The restaurant, dubbed ‘McVatican’, has caused outrage across the globe – particularly from cardinals living in the very same building.
The Administration of the Patrimony of the Apostolic See (APSA) has made the decision to rent the space to McDonald’s for 30,000 euros a month. McDonald’s won the bid ahead of numerous companies which were vying for the same desirable property.
Cardinals have been outspoken about this controversial move, not least because the fast food chain fails to bear any connection to the traditional Italian cuisine favoured in Rome. The fact that it will be a stone’s throw from one of the most highly-valued holy parts of the world makes it especially offensive for locals.
This is by no mean the first time a fast food chain has placed a restaurant in an unusual location. Here we list the five strangest places you can buy a sandwich.
The only McDonald’s in Cuba is in Guantanamo Bay. The restaurant is surrounded by barbed wire and is only accessible to personnel of the world’s most notorious detention camp.

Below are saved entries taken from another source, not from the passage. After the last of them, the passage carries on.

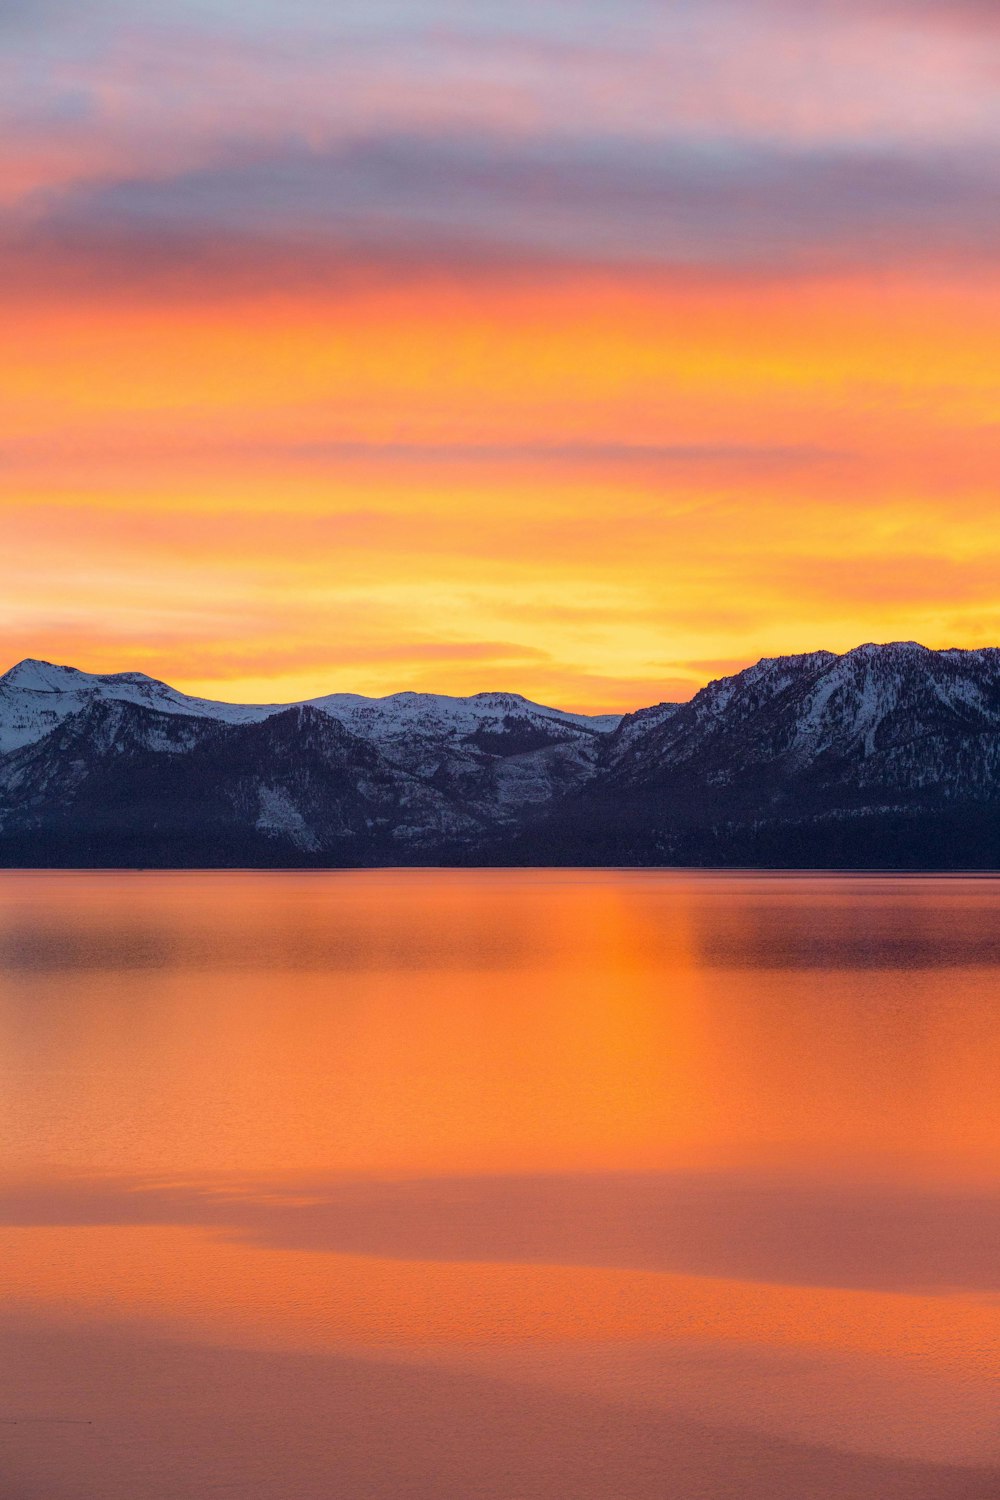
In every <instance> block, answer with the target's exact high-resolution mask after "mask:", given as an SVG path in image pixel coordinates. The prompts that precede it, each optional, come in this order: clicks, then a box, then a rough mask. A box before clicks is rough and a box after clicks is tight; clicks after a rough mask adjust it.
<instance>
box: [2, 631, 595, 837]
mask: <svg viewBox="0 0 1000 1500" xmlns="http://www.w3.org/2000/svg"><path fill="white" fill-rule="evenodd" d="M618 721H619V720H618V715H598V717H588V715H585V714H568V712H562V711H561V709H555V708H547V706H544V705H541V703H532V702H529V700H528V699H525V697H522V696H519V694H516V693H477V694H474V696H471V697H445V696H442V694H432V693H396V694H391V696H390V697H382V699H369V697H361V696H360V694H354V693H337V694H330V696H324V697H318V699H313V700H310V702H304V703H295V705H280V703H267V705H259V703H253V705H240V703H220V702H213V700H208V699H199V697H189V696H187V694H184V693H178V691H177V690H175V688H172V687H168V685H166V684H163V682H157V681H154V679H153V678H148V676H144V675H142V673H132V672H129V673H114V675H108V676H99V675H91V673H87V672H79V670H76V669H75V667H66V666H54V664H51V663H46V661H33V660H28V661H21V663H19V664H18V666H15V667H13V669H12V670H10V672H7V673H6V675H4V676H3V678H0V841H3V838H4V837H6V838H7V840H13V843H15V844H16V850H18V852H16V855H10V856H9V859H7V862H10V861H13V862H21V861H25V859H27V861H28V862H30V859H31V858H34V856H37V858H43V852H42V846H43V843H45V840H46V838H48V840H55V843H58V846H60V847H66V849H67V853H66V858H70V853H72V850H75V855H73V858H79V859H84V862H87V861H97V862H103V858H102V849H103V850H106V856H108V858H111V859H117V858H120V859H124V861H126V862H169V861H171V858H181V859H183V862H201V861H202V858H204V859H211V861H213V862H217V861H220V862H231V858H237V855H238V859H240V861H241V862H250V864H252V862H258V861H259V859H264V862H268V861H270V859H271V858H276V859H283V861H286V862H288V861H294V859H298V858H304V856H309V858H312V856H316V858H319V856H321V855H322V853H324V852H331V850H336V856H337V858H339V859H343V861H348V862H370V861H373V859H375V861H381V859H400V858H406V856H409V850H411V849H414V850H415V849H430V847H432V846H438V844H441V846H444V844H448V846H450V844H451V843H459V844H463V846H465V844H471V843H474V841H475V840H483V838H489V837H495V835H496V834H498V831H501V829H504V828H508V826H510V825H513V823H516V822H517V819H519V817H522V816H523V814H525V811H526V810H534V808H538V807H543V805H547V804H550V802H552V801H553V798H555V796H558V795H564V793H567V792H568V790H571V789H573V787H576V786H580V784H582V783H585V781H586V780H589V778H591V777H592V774H594V769H595V765H597V760H598V757H600V745H601V742H603V741H604V739H606V738H607V736H609V735H610V733H612V730H613V729H615V727H616V724H618ZM81 840H85V849H82V850H81V847H79V844H81ZM198 849H204V850H207V852H205V853H198V852H196V850H198ZM21 850H27V852H21ZM31 850H37V853H36V855H33V853H31ZM114 850H118V852H117V855H115V853H114ZM171 850H175V853H171ZM229 856H231V858H229Z"/></svg>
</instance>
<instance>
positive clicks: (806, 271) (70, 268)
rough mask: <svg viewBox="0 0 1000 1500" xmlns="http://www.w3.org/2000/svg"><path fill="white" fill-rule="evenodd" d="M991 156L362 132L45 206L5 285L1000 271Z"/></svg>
mask: <svg viewBox="0 0 1000 1500" xmlns="http://www.w3.org/2000/svg"><path fill="white" fill-rule="evenodd" d="M997 160H999V157H997V156H996V153H964V154H961V156H949V154H946V153H939V154H930V156H928V154H925V156H907V154H904V153H886V151H870V150H868V151H865V150H843V151H832V150H816V151H811V150H805V151H789V150H765V148H748V147H742V145H739V144H733V142H718V144H715V145H705V144H702V145H693V144H690V142H687V144H682V142H675V144H673V145H670V144H663V145H657V147H651V145H642V147H640V145H637V144H636V142H630V144H628V145H627V147H625V145H609V144H607V142H603V141H598V139H592V141H573V142H561V144H558V145H556V144H552V142H546V144H538V142H525V144H522V145H514V144H511V142H505V144H498V142H496V141H487V139H478V141H469V139H465V141H459V139H454V138H447V136H438V138H433V139H429V138H402V136H394V138H369V139H364V141H354V142H351V144H348V145H345V147H342V148H339V150H333V151H312V150H307V148H303V147H291V148H288V150H285V151H282V153H276V154H270V156H268V157H267V159H261V160H252V162H243V163H238V165H228V166H220V168H208V169H202V171H195V172H181V174H178V175H172V177H157V178H145V180H139V178H135V180H129V181H118V183H106V184H99V183H97V184H90V186H85V187H82V186H81V187H75V189H72V190H69V192H61V193H48V195H45V196H43V198H42V199H39V201H37V202H36V204H34V208H33V211H31V214H30V216H28V214H24V213H13V214H10V213H9V214H7V216H6V222H3V220H0V267H1V269H3V278H4V282H6V285H7V290H9V291H10V290H16V288H21V290H24V288H30V287H31V285H34V288H36V290H37V291H40V290H43V288H46V290H49V291H52V290H58V288H63V290H73V288H75V290H82V288H87V287H90V288H100V290H102V291H105V293H112V291H120V290H123V288H126V290H127V288H133V290H135V288H160V290H163V288H169V287H180V288H184V290H187V291H196V290H198V288H199V287H202V288H207V290H210V291H213V293H214V294H217V293H219V291H220V290H223V288H225V287H232V285H240V287H241V288H243V290H246V288H247V287H250V288H265V287H271V288H297V290H300V291H301V290H303V288H304V287H313V288H316V287H321V285H325V287H328V288H333V290H336V288H337V287H340V288H348V290H349V288H351V287H352V285H366V284H370V282H372V281H379V279H381V281H390V282H399V281H402V282H406V281H411V282H412V281H414V279H415V278H420V276H426V275H430V273H435V275H444V276H447V278H450V279H454V278H457V279H462V278H468V276H477V275H483V273H487V275H496V273H511V272H513V273H517V275H523V273H529V275H537V276H552V275H553V273H555V275H561V273H567V272H571V270H574V269H585V267H603V269H612V270H615V272H616V273H618V275H628V273H630V272H651V270H672V269H673V270H688V272H694V270H697V272H702V273H705V272H708V273H714V275H732V273H744V275H766V276H775V275H781V276H795V275H817V273H823V275H829V273H840V272H844V270H865V272H871V270H876V269H882V270H885V269H886V267H907V266H910V267H913V266H916V267H921V266H927V264H928V263H930V264H958V266H961V264H982V266H996V261H997V255H999V248H1000V208H999V207H997V204H1000V169H999V166H997Z"/></svg>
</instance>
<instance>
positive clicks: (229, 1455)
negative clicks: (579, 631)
mask: <svg viewBox="0 0 1000 1500" xmlns="http://www.w3.org/2000/svg"><path fill="white" fill-rule="evenodd" d="M999 1079H1000V880H994V879H978V877H969V879H966V877H945V879H939V877H919V876H912V877H895V876H894V877H880V876H864V877H861V876H859V877H853V876H811V874H718V873H673V871H666V873H664V871H565V870H558V871H360V873H355V871H349V873H306V874H300V873H94V874H91V873H51V874H49V873H10V871H7V873H3V874H0V1140H1V1143H3V1160H1V1166H0V1271H1V1278H3V1289H4V1299H3V1308H1V1311H0V1493H1V1494H3V1497H4V1500H208V1497H217V1496H223V1494H232V1496H237V1497H240V1500H331V1497H337V1500H987V1497H990V1500H996V1496H997V1493H1000V1422H999V1421H997V1407H999V1401H997V1376H999V1374H1000V1107H999V1103H997V1098H999V1086H997V1083H999Z"/></svg>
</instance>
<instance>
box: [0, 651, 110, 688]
mask: <svg viewBox="0 0 1000 1500" xmlns="http://www.w3.org/2000/svg"><path fill="white" fill-rule="evenodd" d="M85 681H90V678H88V673H87V672H81V670H79V667H75V666H60V664H58V663H55V661H42V660H39V658H37V657H25V658H24V660H22V661H18V663H16V666H12V667H10V669H9V672H4V673H3V676H0V682H4V684H6V685H7V687H19V688H24V690H25V691H34V693H61V691H64V690H66V688H67V687H76V685H79V684H81V682H85Z"/></svg>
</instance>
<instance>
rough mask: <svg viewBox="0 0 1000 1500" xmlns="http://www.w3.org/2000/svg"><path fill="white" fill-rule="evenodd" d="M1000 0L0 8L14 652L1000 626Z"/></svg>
mask: <svg viewBox="0 0 1000 1500" xmlns="http://www.w3.org/2000/svg"><path fill="white" fill-rule="evenodd" d="M999 263H1000V6H997V3H996V0H529V3H528V0H504V3H502V5H501V3H499V0H465V3H459V0H364V3H361V0H339V3H337V5H330V3H328V0H172V3H171V5H169V6H162V5H153V3H151V0H88V5H87V6H79V5H76V3H72V0H0V419H1V420H0V535H1V538H3V547H1V549H0V559H1V561H0V585H1V586H0V640H1V642H3V652H1V655H3V660H0V670H1V669H3V667H6V666H9V664H12V663H13V661H16V660H19V658H21V657H25V655H36V657H43V658H46V660H57V661H69V663H72V664H76V666H81V667H84V669H88V670H144V672H148V673H151V675H154V676H159V678H163V679H166V681H171V682H172V684H175V685H177V687H181V688H184V690H189V691H198V693H204V694H210V696H217V697H229V699H247V700H289V699H295V697H306V696H313V694H316V693H324V691H340V690H354V691H361V693H388V691H396V690H405V688H415V690H435V691H445V693H471V691H480V690H490V688H508V690H513V691H520V693H525V694H528V696H529V697H535V699H540V700H544V702H552V703H558V705H561V706H565V708H576V709H583V711H603V709H619V711H621V709H628V708H636V706H639V705H643V703H651V702H658V700H663V699H682V697H690V696H691V693H693V691H696V690H697V688H699V687H700V685H702V684H703V682H705V681H708V679H709V678H714V676H720V675H724V673H727V672H732V670H736V669H739V667H741V666H744V664H747V663H750V661H754V660H757V658H759V657H762V655H775V654H780V652H789V651H811V649H819V648H828V649H834V651H841V649H849V648H850V646H853V645H858V643H859V642H862V640H888V639H918V640H922V642H924V643H925V645H931V646H945V645H961V646H972V645H984V643H1000V504H997V499H999V495H997V477H999V474H1000V462H999V460H1000V359H999V357H997V350H999V348H1000V276H999V275H997V273H999V270H1000V264H999Z"/></svg>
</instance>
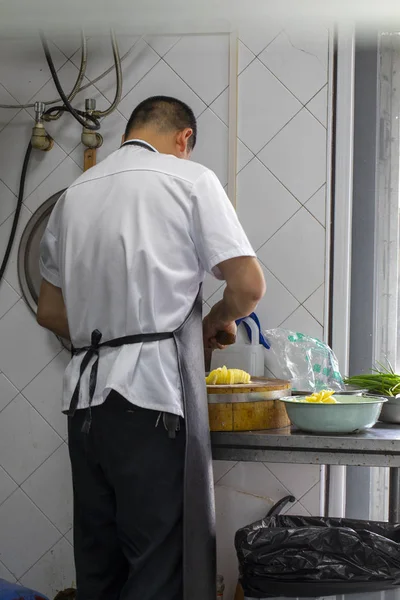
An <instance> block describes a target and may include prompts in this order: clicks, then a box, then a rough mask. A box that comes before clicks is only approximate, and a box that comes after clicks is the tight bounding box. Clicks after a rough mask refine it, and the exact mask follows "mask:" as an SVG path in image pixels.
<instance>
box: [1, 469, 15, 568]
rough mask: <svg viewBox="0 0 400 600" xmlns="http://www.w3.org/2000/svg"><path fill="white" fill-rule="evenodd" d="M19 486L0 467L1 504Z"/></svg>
mask: <svg viewBox="0 0 400 600" xmlns="http://www.w3.org/2000/svg"><path fill="white" fill-rule="evenodd" d="M17 487H18V485H17V484H16V483H15V481H14V480H13V479H11V477H10V476H9V475H8V473H6V472H5V470H4V469H2V468H1V467H0V504H3V502H4V501H5V500H7V498H8V497H9V496H11V494H12V493H13V492H15V490H16V489H17ZM0 577H1V575H0Z"/></svg>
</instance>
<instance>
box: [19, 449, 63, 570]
mask: <svg viewBox="0 0 400 600" xmlns="http://www.w3.org/2000/svg"><path fill="white" fill-rule="evenodd" d="M53 454H54V453H53ZM49 458H50V456H49ZM46 460H47V459H46ZM45 462H46V461H45ZM43 464H44V463H43ZM32 475H33V473H32ZM19 489H20V490H21V492H22V493H23V494H25V496H26V497H27V498H28V500H29V501H30V502H32V504H33V505H34V506H35V508H37V510H38V511H39V512H40V513H41V514H42V515H43V516H44V517H46V520H47V521H48V522H49V523H50V524H51V525H52V526H53V527H54V528H55V529H56V530H57V531H58V533H59V534H60V536H61V537H60V539H61V538H62V537H64V534H63V533H62V531H61V530H60V529H59V528H58V527H57V525H56V524H55V523H53V521H52V520H51V519H50V517H48V516H47V515H46V513H45V512H44V511H43V510H42V509H41V508H40V506H38V505H37V504H36V502H35V501H34V500H33V499H32V498H31V497H30V496H29V494H27V493H26V492H25V490H24V488H23V487H22V485H20V486H19ZM15 491H16V490H15ZM68 531H69V530H68ZM60 539H59V540H58V541H60ZM56 543H57V542H56ZM47 552H48V550H47ZM39 560H40V559H39Z"/></svg>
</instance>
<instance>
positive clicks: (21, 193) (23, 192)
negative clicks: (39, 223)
mask: <svg viewBox="0 0 400 600" xmlns="http://www.w3.org/2000/svg"><path fill="white" fill-rule="evenodd" d="M31 152H32V144H31V142H29V144H28V147H27V149H26V152H25V158H24V162H23V165H22V171H21V178H20V180H19V191H18V200H17V208H16V209H15V214H14V220H13V224H12V228H11V233H10V237H9V239H8V243H7V248H6V251H5V254H4V258H3V260H2V263H1V267H0V283H1V281H2V279H3V277H4V273H5V270H6V268H7V265H8V261H9V259H10V254H11V251H12V248H13V245H14V240H15V234H16V233H17V227H18V222H19V216H20V214H21V209H22V202H23V200H24V191H25V179H26V173H27V171H28V166H29V159H30V157H31Z"/></svg>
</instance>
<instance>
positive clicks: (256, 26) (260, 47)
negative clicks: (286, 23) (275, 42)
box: [239, 19, 282, 56]
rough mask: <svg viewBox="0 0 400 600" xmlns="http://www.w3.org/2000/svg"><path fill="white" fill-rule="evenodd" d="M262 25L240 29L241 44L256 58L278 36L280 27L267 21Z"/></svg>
mask: <svg viewBox="0 0 400 600" xmlns="http://www.w3.org/2000/svg"><path fill="white" fill-rule="evenodd" d="M268 21H269V22H268V23H262V25H261V24H260V25H257V24H255V23H253V24H252V26H251V27H241V28H240V31H239V37H240V39H241V40H242V42H243V43H244V44H245V45H246V46H247V47H248V48H249V49H250V50H251V51H252V52H253V53H254V54H255V55H256V56H257V55H258V54H260V52H262V51H263V50H264V49H265V48H266V47H267V46H268V45H269V44H270V43H271V42H272V41H273V40H274V39H275V38H276V36H277V35H279V33H280V31H281V29H282V25H281V24H279V23H277V22H274V21H272V20H270V19H269V20H268Z"/></svg>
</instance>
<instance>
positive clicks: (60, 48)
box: [47, 32, 82, 58]
mask: <svg viewBox="0 0 400 600" xmlns="http://www.w3.org/2000/svg"><path fill="white" fill-rule="evenodd" d="M50 34H51V32H47V35H50ZM52 42H53V44H54V45H55V46H57V48H58V49H59V50H61V52H62V53H63V54H64V56H65V57H66V58H71V56H72V55H73V54H75V52H77V50H79V48H80V46H81V44H82V40H81V36H80V35H79V34H78V33H72V32H70V33H62V32H57V34H56V35H53V36H52Z"/></svg>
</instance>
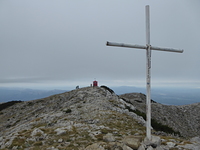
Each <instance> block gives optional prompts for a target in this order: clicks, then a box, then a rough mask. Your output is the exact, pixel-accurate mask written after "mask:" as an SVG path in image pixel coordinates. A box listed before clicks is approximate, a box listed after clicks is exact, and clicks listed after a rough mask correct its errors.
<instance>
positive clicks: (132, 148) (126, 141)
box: [123, 135, 142, 149]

Regardless of the fact that it has been shut down since 2007, Starbucks enjoyed seven years of surprising prosperity in The Forbidden City. The business was invited there by the city’s managers, and while some locals questioned the decision to install an American coffee shop in the Emperor of China’s former residence, it thrived until a television personality launched a campaign to remove it.
Arizona doesn’t seem like an unusual location, but Sedona has strict zoning laws which meant that McDonald’s was unable to use its distinctive golden arches logo. Instead, the building itself had to be red to match the natural surrounding rock, decorated with a subdued green ‘M’.
Undoubtedly making a mint from the surrounding throng of dry-throated tourists, there is a Burger King on the western part of the Dead Sea. It’s the lowest-lying branch of Burger King at around 400m below sea level, and is incredibly popular as it is tucked away from the beaming sun.
Yep, you read that correctly. During the construction of 1 World Trade Center, a trailer housing a Subway rose along with the workers, with the use of a hydraulic lift, meaning workers did not have to abandon the building to retrieve food at surface level. Fun fact: Richard Schragger, owner of Subway, was chosen ahead of nine competitors to run a restaurant alongside 1 WTC due to the fact that he didn’t demand a profit.